Auch handelt es sich hier um kein Ankerwerk, sondern um ein Zylinderwerk, bei welchen die Zähne des Gangrades direkt in die Hohlwelle (Zylinder) der Unruh eingriffen. Ankerwerke wurden damals allgemein nur für hochpreisige Präzisionsuhren verwendet.
Das Gehäuse ist aus Silber, aber das Zifferblatt nicht aus Porzellan. Zifferblätter bestanden und bestehen auch heute noch vielfach aus Kupferblech, vor allem dann, wenn auf ihnen Feueremail aufgetragen wurde. Die Bemalung entspricht dem damaligen Zeitgeschmack. In der Gründerzeit und dem später folgenden Jugendstil trugen die Zifferblätter andere Dekorationen.

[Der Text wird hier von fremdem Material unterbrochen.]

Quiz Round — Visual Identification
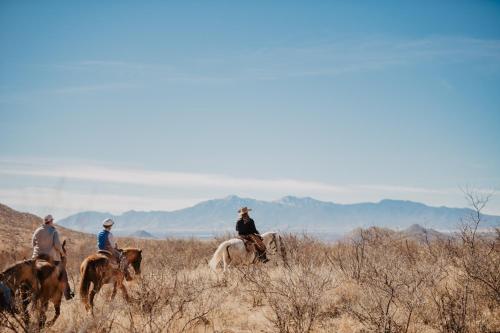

Auch die Gravur des Gehäuses passt in die Zeit der Romantik, also etwa 1850 bis 1870. Zugrunde gelegt findet man auf dem Deckel eine frühe Guillochierung, bei welcher die hoch stehenden Ornamente ausgespart und von Hand graviert wurden. Der Gehäusemittelrand wurde von Hand graviert. Auch hier passt die Ornamentik in den genannten Zeitraum. Sowohl Mittelrand, als auch die Außenränder des mehrteilig gefertigten Deckels, sowie die Lunette, waren vergoldet. Der mittlere, eingesprengte Deckel war weiß im originalen Silberton. Bicolor- Gehäuse erfreuten sich einer großen Beliebtheit.
So gen. Alpenländische Taschenuhren, wie sie in Bayern und Österreich beliebt waren, reflektieren in ihrer Aufmachung folkloristische Themen. Die Bemalung der Zifferblätter stellte oft Pflanzen oder Tiere dar, auch Jagdmotive sind bei diesen prächtig dekorierten Uhren zu finden. Auch die Gravuren entsprachen diesem Stil eine Trachtenuhr ist aus diesen Gründen sofort als solche zu erkennen, Sehr oft wurden auch so gen. Halbsavonette-Gehäuse verwendet, bei denen auf den äußeren Deckel die Mitte kreisförmig ausgeschnitten war. So war das Erkennen des Zeigerstandes möglich, ohne die Uhr öffnen zu müssen. Die prächtige Zifferblattdekoration war zu erahnen, aber nicht in Vollständigkeit sichtbar, was bei den Betrachtern Neugier und Begehrlichkeit erwecken sollte.
Man kann diese Uhren also recht gut von der hier gezeigten unterscheiden. Ich hoffe, dass Holke nun seinen Informationsbedarf stillen konnte. Eine schöne Uhr, auch selten, und dass es dafür so gut wie keinen Markt gibt, ist der Ignoranz und dem Erwerbsstreben der Sammler geschuldet, die außer der Kenntnis der Schweizer Premiummarken und dem Interesse an ihrer Preisentwicklung keinerlei Bezug zu diesen Dingen haben.